Мало ли что за эту неделю могло случиться. Тем более что отсутствовал он все это время вместе с лошадьми. Милиции, которая последнее время на каждом перекрестке стала требовать конские паспорта, так и чудятся всюду конокрады.
Из цыган же, которые по воскресеньям съезжались на ростовский базар со всей степи, хоть кто-нибудь, а должен был видеть Егора. Человек не иголка. Не провалился же он сквозь землю вместе с лошадьми.
Однако, к великому разочарованию Шелоро, ей пришлось убедиться, что никто из них так и не видел его. Ни один цыган не видел. Почти до самого закрытия базара она по одному выуживала их в толпе и выспрашивала, особенно цыганок, которые скорее всего могли навести ее на след, — и все напрасно. Даже Тамила, с которой Шелоро столкнулась лицом к лицу, когда та только что подкатила к мясному павильону на своей серебристой «Волге», ничего не могла ей сказать. Ничего не знали и ее разодетые в новенькие кожаные пальто адъютанты. У кого же тогда еще было спрашивать?
Но и ни разу еще не было такого случая, чтобы Шелоро вернулась домой из поездки в город с пустыми руками. Какая бы после этого она цыганка была! Она решила хотя бы частично вознаградить себя за безрезультатно пропавший день покупкой нового платка в универмаге. Платки всегда были ее страстью, и, куда бы ни забрасывало ее цыганское ремесло, она обязательно возвращалась домой в новом, неизмеримо более ярком, чем предыдущий. А последнее время ее мечтами целиком завладел темно-синий с золотыми листочками платок, который она летом видела на одной проезжей курортнице на ростовском вокзале.
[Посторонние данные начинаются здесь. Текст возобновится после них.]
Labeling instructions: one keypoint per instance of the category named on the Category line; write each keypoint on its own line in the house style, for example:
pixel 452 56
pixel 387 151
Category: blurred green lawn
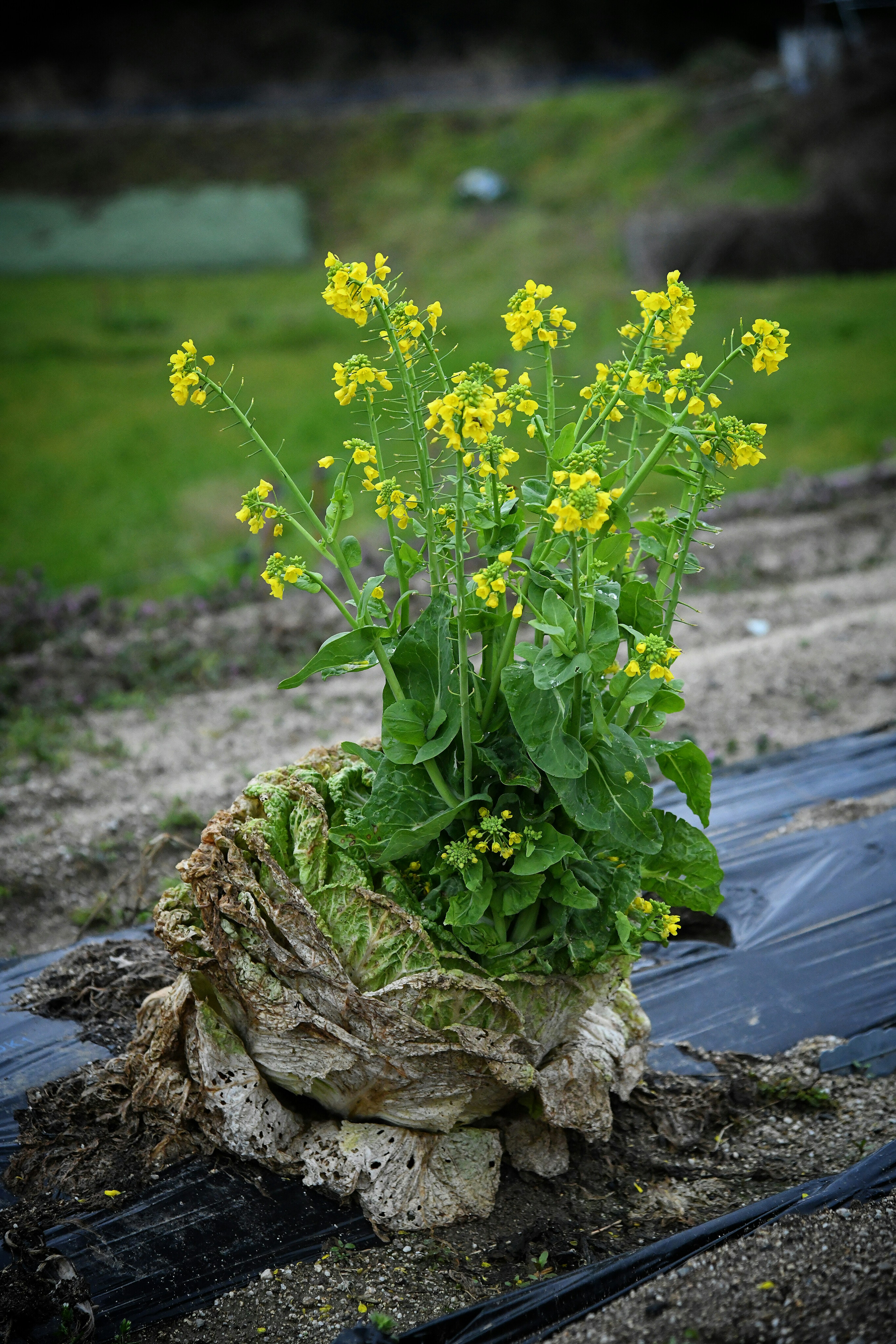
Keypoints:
pixel 108 482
И когда теперь, дотолкавшись сквозь женскую толпу до прилавка в универмаге, Шелоро увидела, что именно такой платок рассматривают двое военных, она сразу поняла, что мечте ее суждено наконец осуществиться. Тончайшего, но густого и по виду тяжелого шелка платок так и проливался сквозь пальцы молоденького, с новыми погонами, лейтенанта, как морская вода, блистая золотистой рябью под лампой дневного света.
— Нет, это уже не для нее, — с сомнением говорил лейтенант другому, пожилому военному в серой высокой папахе.
Тот с осуждением отвечал ему:
— Разве, Ваня, твоя мать уже старая?
— Я боюсь, она не станет его носить.
Заглядывая через плечо молоденького лейтенанта на прилавок, Шелоро дружески подмигнула продавщице:
— Вынь-ка, чернявая, и мне такой же платок.